Use: almost always. Even AP systems should give clients at least read-your-writes; not doing so creates UI bugs ("I just clicked save and the form is blank").
Eventual Consistency
Definition: if writes stop, all replicas eventually converge to the same value. Until then, anything goes.
Eventual consistency is a liveness property — a promise about the limit, not the journey. Two reads against an eventually consistent store can return arbitrary stale or out-of-order values until convergence.
Use when: the workload is genuinely commutative and conflict-free (counters with CRDTs, append-only logs), or staleness is fine (analytics, recommendation caches).
Don't use when: users will notice. "Eventual" can mean hundreds of milliseconds to minutes during replication delay; that is a long time to see a stale balance.
Snapshot Isolation, Serializable, and the Transaction Models
The hierarchy above is for single-object operations. Once you bring in multi-object transactions, a parallel set of models applies:
- Serializable — transactions appear to execute in some serial order. (No real-time bound, unlike strict serializable / linearizable.)
- Strict serializable — serializable and the serial order respects real time. The transactional equivalent of linearizable.
- Snapshot isolation — every transaction reads from a consistent snapshot; writes commit if no other transaction wrote the same key. Vulnerable to write skew.
- Read committed, repeatable read, etc. — SQL standard levels, mostly weaker.
These belong in a database-theory page (see database/transactions/isolation-levels); they are mentioned here only because people confuse them with the single-object models above.
How to Pick
Ask, in order:
- Do I need a total real-time order? (Locks, leader election, "did this happen before that?") → linearizable.

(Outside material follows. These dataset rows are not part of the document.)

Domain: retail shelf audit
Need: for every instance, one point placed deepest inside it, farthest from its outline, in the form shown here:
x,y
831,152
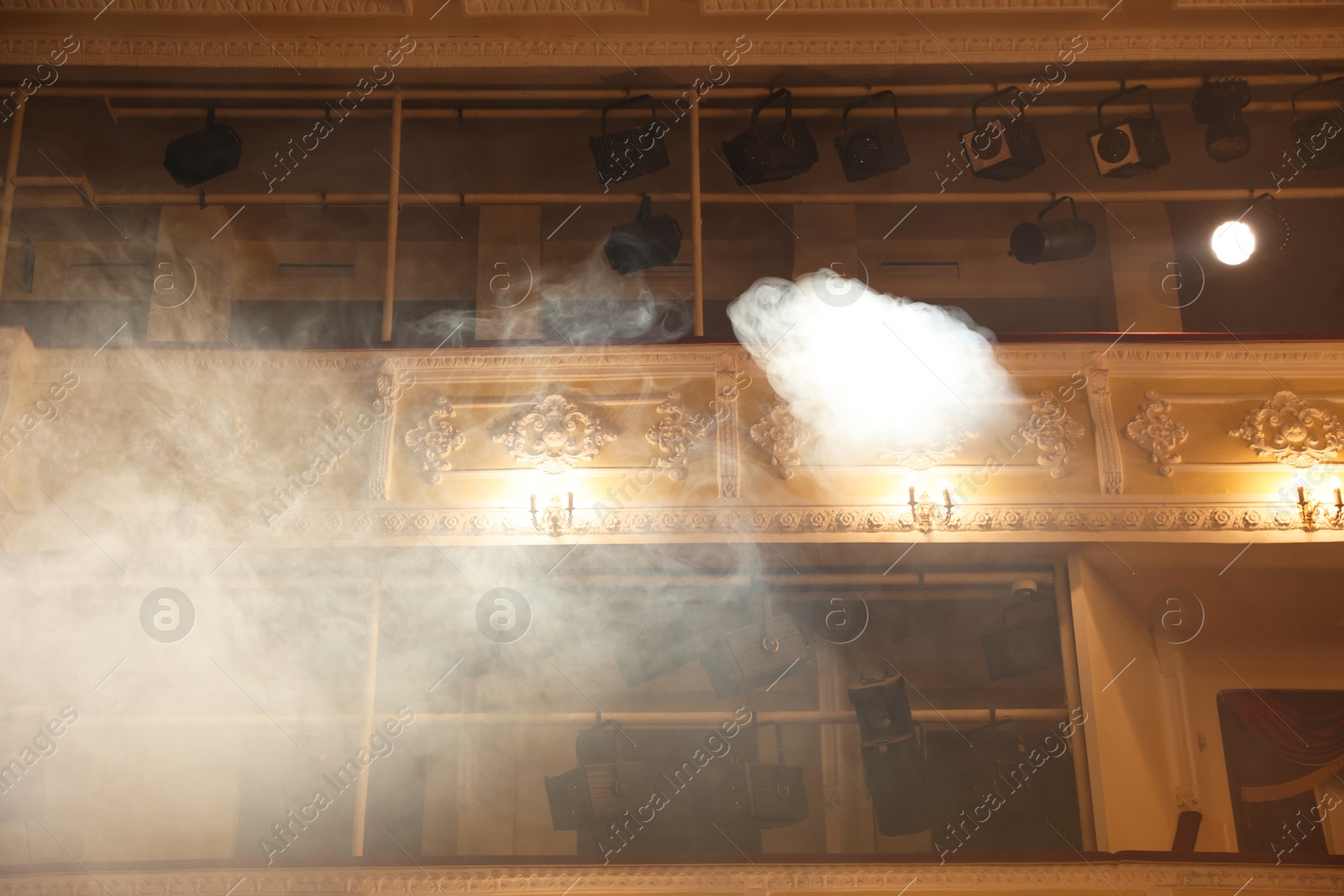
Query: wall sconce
x,y
555,517
1315,513
925,513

- Do I need transactions across multiple objects? → serializable / strict serializable.
- Do causal dependencies matter, but not global order? → causal + session guarantees.
- Can users tolerate temporarily seeing my own writes go missing? Almost always no → at least read-your-writes.

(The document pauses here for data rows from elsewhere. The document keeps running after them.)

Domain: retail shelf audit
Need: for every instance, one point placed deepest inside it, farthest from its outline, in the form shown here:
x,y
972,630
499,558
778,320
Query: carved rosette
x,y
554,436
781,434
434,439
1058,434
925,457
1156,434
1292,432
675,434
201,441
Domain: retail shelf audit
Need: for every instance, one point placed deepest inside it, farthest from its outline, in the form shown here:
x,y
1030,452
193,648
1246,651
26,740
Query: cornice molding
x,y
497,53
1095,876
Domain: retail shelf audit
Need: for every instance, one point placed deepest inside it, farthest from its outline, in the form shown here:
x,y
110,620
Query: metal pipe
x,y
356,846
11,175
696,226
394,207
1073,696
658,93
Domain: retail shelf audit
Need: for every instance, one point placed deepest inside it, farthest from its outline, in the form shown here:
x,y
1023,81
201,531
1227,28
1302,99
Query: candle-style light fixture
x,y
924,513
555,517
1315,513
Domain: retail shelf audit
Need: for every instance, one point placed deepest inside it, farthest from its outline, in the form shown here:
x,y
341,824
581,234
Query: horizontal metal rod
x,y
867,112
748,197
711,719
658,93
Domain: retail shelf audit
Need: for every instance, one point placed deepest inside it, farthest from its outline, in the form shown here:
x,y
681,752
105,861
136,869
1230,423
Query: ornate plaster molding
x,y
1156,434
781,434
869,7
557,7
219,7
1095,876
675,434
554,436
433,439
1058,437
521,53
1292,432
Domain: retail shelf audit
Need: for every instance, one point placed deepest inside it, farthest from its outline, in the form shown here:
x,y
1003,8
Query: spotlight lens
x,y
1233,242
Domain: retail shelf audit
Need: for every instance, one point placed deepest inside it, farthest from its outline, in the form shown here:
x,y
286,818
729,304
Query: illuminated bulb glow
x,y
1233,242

- None of the above? → eventual is fine, and it is the cheapest.
The mistake is to start at the top of the list and stop reading. Most application requirements bottom out at causal + session, not linearizable.
Further Reading
- Herlihy & Wing, Linearizability: A Correctness Condition for Concurrent Objects (1990) — the original definition.
- Lamport, Time, Clocks, and the Ordering of Events in a Distributed System (1978) — happens-before, the foundation of causality.
- Terry et al., Session Guarantees for Weakly Consistent Replicated Data (1994) — the Bayou paper that named the four session models.
- Bailis & Ghodsi, Eventual Consistency Today: Limitations, Extensions, and Beyond (2013) — survey.
- Kleppmann, Designing Data-Intensive Applications, Chapter 9 — the most accessible modern treatment.
- Jepsen.io consistency models page — the canonical reference diagram.
Pre-commit Checklist
- When I said "strongly consistent," did I mean linearizable, serializable, or something else?
- For each user-visible read, do I provide at least read-your-writes? If not, what is the UX cost?
- For multi-object operations, am I conflating per-object consistency with transactional isolation?
- Did I choose the weakest model that meets the requirement, or the strongest model I felt safe with?